Bu olguyu yok mu sayalım, ne yapalım?
Hukuk sosyolojisini, sosyo-kültürel araştırmaları, sosyolojik analizleri,
hukuksal düzenlemeleri bir tarafa bırakıp meşrulaştıralım mı kadına yönelik
şiddeti?
Binlerce yıllık süregelen cinsiyet
ayrımcılığını kazıyıverin madem bakalım, nerelere gideceksiniz? Önce
yaşadığımız toplumu doğru tanıyıp, anlayıp, dünyanın gittiği yönü de görüp öyle
değerlendirme yapalım. Yoksa sözlerimizin hiçbir karşılığı olmaz. Konuşmuş
olmak için konuşur dururuz. Zaten her konuda malumat sahibi olan bir toplum
değil miyiz?
Dolayısıyla bu şekilde düşünen erkekler;
“Yok ben her şeyi biliyorum” diyorsanız da sizin için yapacak hiçbir şeyimiz
yok zaten. Sizi o atmosferinizde bırakalım, rahat rahat her şeyi
bilmeye devam edin.
* * *
Hadi bir rakam da verelim, zira
ölçmediğimiz hiçbir şeyi yönetemeyiz. Sadece bir önceki yıla bakalım, 2018’de
440 kadın öldürülmüş, 317 kadına cinsel şiddet uygulanmış. Kim tarafından?
Erkekler... Neden öldürülmüş? Kadının; eş/anne/kız çocuk/sevgili/kız
kardeş olma gibi “cinsiyeti nedeniyle taşıdığı kimlikten dolayı” erkekler
tarafından öldürülmüş.
* * *
“Sadece
bu nedenle” kadınlar tarafından öldürülen erkek sayısını ve kadınlar tarafından
cinsel şiddet uygulanmış erkek sayısını da siz bir araştırıverin.
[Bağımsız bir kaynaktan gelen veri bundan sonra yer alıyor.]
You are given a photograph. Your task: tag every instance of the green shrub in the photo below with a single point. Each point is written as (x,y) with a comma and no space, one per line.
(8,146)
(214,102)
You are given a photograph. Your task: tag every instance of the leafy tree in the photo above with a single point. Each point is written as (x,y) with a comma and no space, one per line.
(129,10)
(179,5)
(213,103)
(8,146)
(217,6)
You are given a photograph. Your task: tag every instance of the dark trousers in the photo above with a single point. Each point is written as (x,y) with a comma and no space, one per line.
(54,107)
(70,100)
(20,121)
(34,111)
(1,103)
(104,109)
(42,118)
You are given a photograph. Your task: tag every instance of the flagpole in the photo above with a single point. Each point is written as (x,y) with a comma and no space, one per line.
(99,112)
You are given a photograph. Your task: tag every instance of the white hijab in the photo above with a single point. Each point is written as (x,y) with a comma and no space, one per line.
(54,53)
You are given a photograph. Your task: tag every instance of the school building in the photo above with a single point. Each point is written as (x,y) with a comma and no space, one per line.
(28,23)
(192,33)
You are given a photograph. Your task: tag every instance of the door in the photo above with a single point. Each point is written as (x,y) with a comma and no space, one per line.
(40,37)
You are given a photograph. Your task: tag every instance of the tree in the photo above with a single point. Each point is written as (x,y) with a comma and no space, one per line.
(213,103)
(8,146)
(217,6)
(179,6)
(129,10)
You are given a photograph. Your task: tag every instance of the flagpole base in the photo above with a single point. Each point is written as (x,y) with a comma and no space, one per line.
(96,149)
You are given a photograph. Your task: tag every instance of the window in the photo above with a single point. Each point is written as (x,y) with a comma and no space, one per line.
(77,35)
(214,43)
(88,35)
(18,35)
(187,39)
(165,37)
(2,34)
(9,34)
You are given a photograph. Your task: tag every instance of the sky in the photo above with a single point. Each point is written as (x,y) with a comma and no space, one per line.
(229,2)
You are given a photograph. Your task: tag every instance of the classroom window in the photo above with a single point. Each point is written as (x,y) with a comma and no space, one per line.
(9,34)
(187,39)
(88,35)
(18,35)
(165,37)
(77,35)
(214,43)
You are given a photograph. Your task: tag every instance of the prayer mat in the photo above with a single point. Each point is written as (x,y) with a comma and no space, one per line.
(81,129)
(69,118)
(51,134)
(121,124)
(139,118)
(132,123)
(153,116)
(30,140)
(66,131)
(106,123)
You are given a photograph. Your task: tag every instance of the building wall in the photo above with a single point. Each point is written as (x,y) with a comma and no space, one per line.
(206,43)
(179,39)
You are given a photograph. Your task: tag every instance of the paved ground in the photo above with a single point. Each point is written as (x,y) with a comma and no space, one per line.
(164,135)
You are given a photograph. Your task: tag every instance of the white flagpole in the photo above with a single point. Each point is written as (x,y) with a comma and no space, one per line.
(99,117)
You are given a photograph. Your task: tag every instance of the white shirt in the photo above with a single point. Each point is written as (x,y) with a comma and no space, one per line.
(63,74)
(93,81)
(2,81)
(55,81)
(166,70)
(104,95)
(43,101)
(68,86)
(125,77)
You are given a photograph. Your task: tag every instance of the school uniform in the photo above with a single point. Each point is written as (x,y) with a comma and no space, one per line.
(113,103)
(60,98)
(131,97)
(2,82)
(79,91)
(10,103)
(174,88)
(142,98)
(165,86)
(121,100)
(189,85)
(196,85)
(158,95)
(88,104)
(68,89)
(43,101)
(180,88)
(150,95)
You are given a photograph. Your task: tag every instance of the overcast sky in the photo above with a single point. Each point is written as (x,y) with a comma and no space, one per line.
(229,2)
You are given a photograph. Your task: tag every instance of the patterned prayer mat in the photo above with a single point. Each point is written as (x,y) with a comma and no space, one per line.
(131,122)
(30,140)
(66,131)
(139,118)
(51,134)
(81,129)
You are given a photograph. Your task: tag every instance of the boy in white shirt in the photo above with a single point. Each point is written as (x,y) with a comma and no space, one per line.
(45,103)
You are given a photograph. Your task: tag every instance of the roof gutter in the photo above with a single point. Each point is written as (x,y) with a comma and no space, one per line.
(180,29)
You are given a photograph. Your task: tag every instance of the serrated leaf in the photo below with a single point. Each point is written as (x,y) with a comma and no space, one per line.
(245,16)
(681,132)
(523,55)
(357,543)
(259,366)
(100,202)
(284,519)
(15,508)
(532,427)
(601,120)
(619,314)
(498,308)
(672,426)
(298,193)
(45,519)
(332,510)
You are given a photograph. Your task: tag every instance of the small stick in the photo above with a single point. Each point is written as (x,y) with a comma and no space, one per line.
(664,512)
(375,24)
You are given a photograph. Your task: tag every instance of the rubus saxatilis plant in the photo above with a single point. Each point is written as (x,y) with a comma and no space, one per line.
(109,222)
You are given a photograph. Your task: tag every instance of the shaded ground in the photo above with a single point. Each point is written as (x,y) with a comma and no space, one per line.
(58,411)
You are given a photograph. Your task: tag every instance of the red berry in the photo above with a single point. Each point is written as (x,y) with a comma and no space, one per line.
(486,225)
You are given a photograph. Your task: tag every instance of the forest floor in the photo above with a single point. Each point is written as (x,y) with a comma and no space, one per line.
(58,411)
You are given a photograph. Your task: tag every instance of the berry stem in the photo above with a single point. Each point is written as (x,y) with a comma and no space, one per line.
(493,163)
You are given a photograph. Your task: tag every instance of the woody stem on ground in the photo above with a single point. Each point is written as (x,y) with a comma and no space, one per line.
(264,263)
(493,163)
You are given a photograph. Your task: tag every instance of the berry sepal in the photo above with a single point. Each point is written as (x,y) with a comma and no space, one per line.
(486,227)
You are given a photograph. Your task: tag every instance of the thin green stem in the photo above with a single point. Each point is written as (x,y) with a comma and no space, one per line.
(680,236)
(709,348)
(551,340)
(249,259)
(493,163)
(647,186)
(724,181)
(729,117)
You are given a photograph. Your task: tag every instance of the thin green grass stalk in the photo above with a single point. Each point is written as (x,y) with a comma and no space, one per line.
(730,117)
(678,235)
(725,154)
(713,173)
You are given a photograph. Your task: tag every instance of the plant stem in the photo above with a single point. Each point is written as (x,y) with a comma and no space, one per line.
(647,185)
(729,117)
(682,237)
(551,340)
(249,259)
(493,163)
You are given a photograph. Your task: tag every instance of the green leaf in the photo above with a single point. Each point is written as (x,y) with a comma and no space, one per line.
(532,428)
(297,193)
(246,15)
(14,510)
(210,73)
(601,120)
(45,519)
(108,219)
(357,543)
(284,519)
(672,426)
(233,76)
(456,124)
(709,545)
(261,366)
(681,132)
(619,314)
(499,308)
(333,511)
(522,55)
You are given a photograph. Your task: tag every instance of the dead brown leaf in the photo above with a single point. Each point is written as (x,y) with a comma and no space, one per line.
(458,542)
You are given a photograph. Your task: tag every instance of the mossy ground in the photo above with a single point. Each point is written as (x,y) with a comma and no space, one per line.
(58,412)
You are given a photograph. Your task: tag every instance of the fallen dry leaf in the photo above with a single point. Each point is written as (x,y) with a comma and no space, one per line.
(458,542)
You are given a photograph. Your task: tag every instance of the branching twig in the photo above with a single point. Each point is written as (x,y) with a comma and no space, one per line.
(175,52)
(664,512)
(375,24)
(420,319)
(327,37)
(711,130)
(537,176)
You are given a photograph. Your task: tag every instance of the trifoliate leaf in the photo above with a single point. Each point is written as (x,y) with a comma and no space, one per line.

Yanına “çocuk yaşta”
gelin değil damat yapılan oğlan çocuklarına dair rakamı, oğlan çocuklarına
yönelik cinsel şiddet rakamlarını da iliştiriverin.
Biz de bir görelim: “Erkekler de kadınlar
tarafından öldürülüyor, diyerek “kadına şiddetin”
ayrı olarak başlı başına ele alınmasını uygun bulmayan bey kardeşlerimiz(!)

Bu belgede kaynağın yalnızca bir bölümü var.